Data or information?

lmcc007

Registered User.
Local time
Today, 17:37
Joined
Nov 10, 2007
Messages
635
Hi everyone,

I’m trying to understand building databases correctly; therefore, I am going back over Running Microsoft Access 2000 book.

I’m having some trouble understanding a section in the book on Building a Database, page 86.

Data or information?

You need to know the difference between data and information before you proceed any further. This bit of knowledge makes it easier to determine what you need to store in your database.

The difference between data and information is that data is the set of static values you store in the tables of the database, while information is data that is retrieved and organized in a way that is meaningful to the person viewing it. You store data and you retrieve information. The distinction is important because of the way that you construct a database application. You first determine the tasks that are necessary (what information you need to be able to retrieve), and then you determine what must be stored in the database to support those tasks (what data you need in order to construct and supply the information).

Whenever you refer to or work with the structure of your database or the items stored in the tables, queries, macros, or code, you’re dealing with data. Likewise, whenever you refer to or work with query records, filters, forms, or reports, you’re dealing with information. The process of designing a database and its application becomes clearer once you understand this distinction....”

To me “data” is synonymous to information, facts, figures, numbers and so on. I guess this is why I am having a hard time understanding the above paragraphs.
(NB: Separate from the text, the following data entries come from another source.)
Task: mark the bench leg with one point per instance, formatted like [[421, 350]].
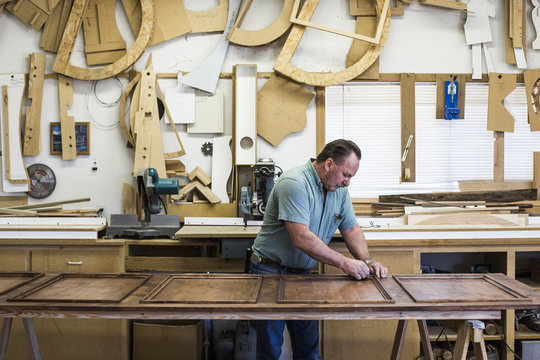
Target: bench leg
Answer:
[[4, 337], [31, 338], [399, 340]]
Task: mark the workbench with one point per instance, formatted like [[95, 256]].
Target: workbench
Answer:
[[249, 296]]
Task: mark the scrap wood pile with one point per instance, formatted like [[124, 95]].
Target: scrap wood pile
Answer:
[[472, 207], [50, 209]]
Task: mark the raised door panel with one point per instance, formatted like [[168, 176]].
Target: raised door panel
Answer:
[[84, 259], [13, 260], [345, 339]]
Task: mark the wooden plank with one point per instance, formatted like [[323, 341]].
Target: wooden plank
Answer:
[[408, 128], [465, 218], [200, 175], [498, 156], [330, 289], [12, 159], [32, 129], [532, 93], [536, 171], [54, 26], [500, 85], [213, 289], [103, 42], [320, 115], [265, 35], [281, 108], [494, 185], [441, 91], [84, 287], [67, 123], [441, 288], [62, 63], [488, 196]]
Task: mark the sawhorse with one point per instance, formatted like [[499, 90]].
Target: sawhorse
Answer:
[[468, 330]]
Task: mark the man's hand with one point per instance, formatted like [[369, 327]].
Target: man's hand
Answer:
[[360, 270]]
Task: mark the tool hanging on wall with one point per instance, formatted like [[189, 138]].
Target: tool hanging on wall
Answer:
[[451, 106]]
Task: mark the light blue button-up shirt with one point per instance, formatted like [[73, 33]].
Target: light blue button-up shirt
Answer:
[[298, 197]]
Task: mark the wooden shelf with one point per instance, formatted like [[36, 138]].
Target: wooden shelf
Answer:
[[451, 334], [529, 282]]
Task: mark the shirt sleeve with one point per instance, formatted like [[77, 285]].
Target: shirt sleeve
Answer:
[[293, 202], [347, 211]]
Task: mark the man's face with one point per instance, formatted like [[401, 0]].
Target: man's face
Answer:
[[340, 175]]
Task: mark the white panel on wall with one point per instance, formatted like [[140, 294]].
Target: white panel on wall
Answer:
[[447, 151]]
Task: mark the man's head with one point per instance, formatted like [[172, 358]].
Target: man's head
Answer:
[[338, 163]]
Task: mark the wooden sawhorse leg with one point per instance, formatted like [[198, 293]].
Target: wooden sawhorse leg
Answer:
[[31, 338], [470, 330], [400, 338]]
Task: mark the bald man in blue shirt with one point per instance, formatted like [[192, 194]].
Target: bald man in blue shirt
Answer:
[[307, 205]]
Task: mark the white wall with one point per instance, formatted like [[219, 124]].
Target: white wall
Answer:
[[424, 40]]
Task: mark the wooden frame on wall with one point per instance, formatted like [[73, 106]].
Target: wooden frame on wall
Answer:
[[82, 138]]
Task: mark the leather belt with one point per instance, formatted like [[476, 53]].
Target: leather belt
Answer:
[[260, 260]]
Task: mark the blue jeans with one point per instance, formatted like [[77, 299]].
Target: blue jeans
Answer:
[[304, 333]]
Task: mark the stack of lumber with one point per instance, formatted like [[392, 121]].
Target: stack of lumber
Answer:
[[505, 208]]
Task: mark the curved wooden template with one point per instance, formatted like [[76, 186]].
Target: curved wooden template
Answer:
[[210, 20], [62, 64], [262, 36], [122, 106], [284, 66]]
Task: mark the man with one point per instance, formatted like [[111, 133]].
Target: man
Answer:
[[304, 210]]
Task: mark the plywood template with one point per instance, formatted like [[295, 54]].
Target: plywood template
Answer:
[[32, 12], [62, 63], [245, 114], [55, 25], [32, 127], [441, 91], [81, 287], [208, 114], [284, 66], [12, 280], [146, 128], [67, 123], [170, 19], [531, 79], [262, 36], [214, 289], [221, 166], [281, 108], [408, 128], [15, 177], [440, 288], [205, 77], [366, 25], [499, 118], [330, 289], [375, 39], [180, 101], [210, 20], [103, 43]]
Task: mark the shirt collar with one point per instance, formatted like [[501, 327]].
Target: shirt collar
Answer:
[[316, 177]]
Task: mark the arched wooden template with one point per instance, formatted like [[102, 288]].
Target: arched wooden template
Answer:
[[208, 21], [62, 64], [261, 36], [284, 66]]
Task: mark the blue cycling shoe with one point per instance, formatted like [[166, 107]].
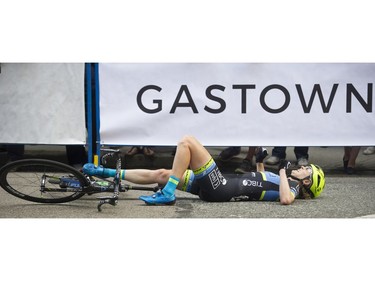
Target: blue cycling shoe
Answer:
[[92, 170], [159, 199]]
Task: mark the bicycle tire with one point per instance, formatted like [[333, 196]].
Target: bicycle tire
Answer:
[[23, 178]]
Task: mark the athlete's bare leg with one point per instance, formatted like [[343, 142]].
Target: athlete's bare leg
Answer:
[[190, 153]]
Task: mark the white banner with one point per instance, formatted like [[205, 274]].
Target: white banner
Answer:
[[249, 104], [42, 103]]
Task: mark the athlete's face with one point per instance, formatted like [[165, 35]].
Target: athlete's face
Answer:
[[302, 172]]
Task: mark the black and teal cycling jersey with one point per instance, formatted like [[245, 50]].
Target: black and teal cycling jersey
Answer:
[[211, 185]]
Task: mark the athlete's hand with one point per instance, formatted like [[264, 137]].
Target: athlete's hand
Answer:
[[284, 164]]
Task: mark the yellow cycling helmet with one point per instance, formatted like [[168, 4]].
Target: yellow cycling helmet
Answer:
[[317, 179]]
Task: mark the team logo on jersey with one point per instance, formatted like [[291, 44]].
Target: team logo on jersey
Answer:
[[252, 183]]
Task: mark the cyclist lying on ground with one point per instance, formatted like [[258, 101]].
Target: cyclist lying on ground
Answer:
[[205, 179]]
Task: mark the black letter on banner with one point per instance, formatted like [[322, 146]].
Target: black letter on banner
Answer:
[[316, 89], [215, 98], [263, 95], [243, 95], [191, 103], [351, 90], [158, 102]]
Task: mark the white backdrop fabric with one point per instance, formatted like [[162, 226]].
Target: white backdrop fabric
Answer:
[[244, 104], [42, 103]]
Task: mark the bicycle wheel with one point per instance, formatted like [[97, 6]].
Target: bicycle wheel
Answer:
[[43, 181]]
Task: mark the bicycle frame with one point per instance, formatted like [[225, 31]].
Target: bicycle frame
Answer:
[[48, 181]]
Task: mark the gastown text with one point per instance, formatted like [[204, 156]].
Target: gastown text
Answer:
[[316, 96]]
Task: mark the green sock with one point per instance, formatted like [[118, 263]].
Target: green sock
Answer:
[[171, 186]]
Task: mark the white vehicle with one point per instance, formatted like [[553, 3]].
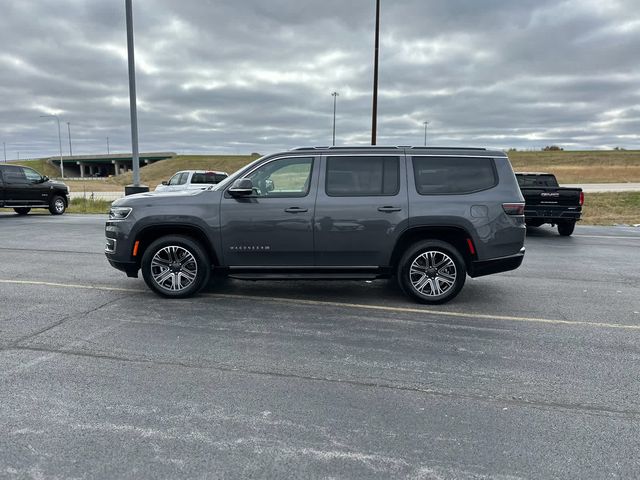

Can anyone explain it in a way that a dummy can understand it?

Thanks!
 
Doc could (and hopefull will) explain this better than I, but in a sense you are correct. The book however is trying to describe the distinction between checks, deposits and bank charges to your bank account (data) and the current account balance (information).
 
If I may add, depending on the type of database you wish to build, but for example Sales Orders:

The data you would need to store is how much sold and at what price

The Information you would retrieve is Total Sales Value (which would be calculate from your data)

Doc (and others) can give far better explanations than this, but I think this is the gyst of it - you STORE data, but CALCULATE information
 
Thanks guys, but I'm still not getting it. Let me think about it some more and reread this section again and then maybe I'll get it.
 
What I'm driving at (in my inellegant manner) is in constructing your tables, ensure that your STORE the minimum amount of data required. Smaller runs faster.

For the Sales Order example, the Customer name would need to be stored, the sales order number would be autogenerated from PK, Order Item, Qty & Price would need to be stored.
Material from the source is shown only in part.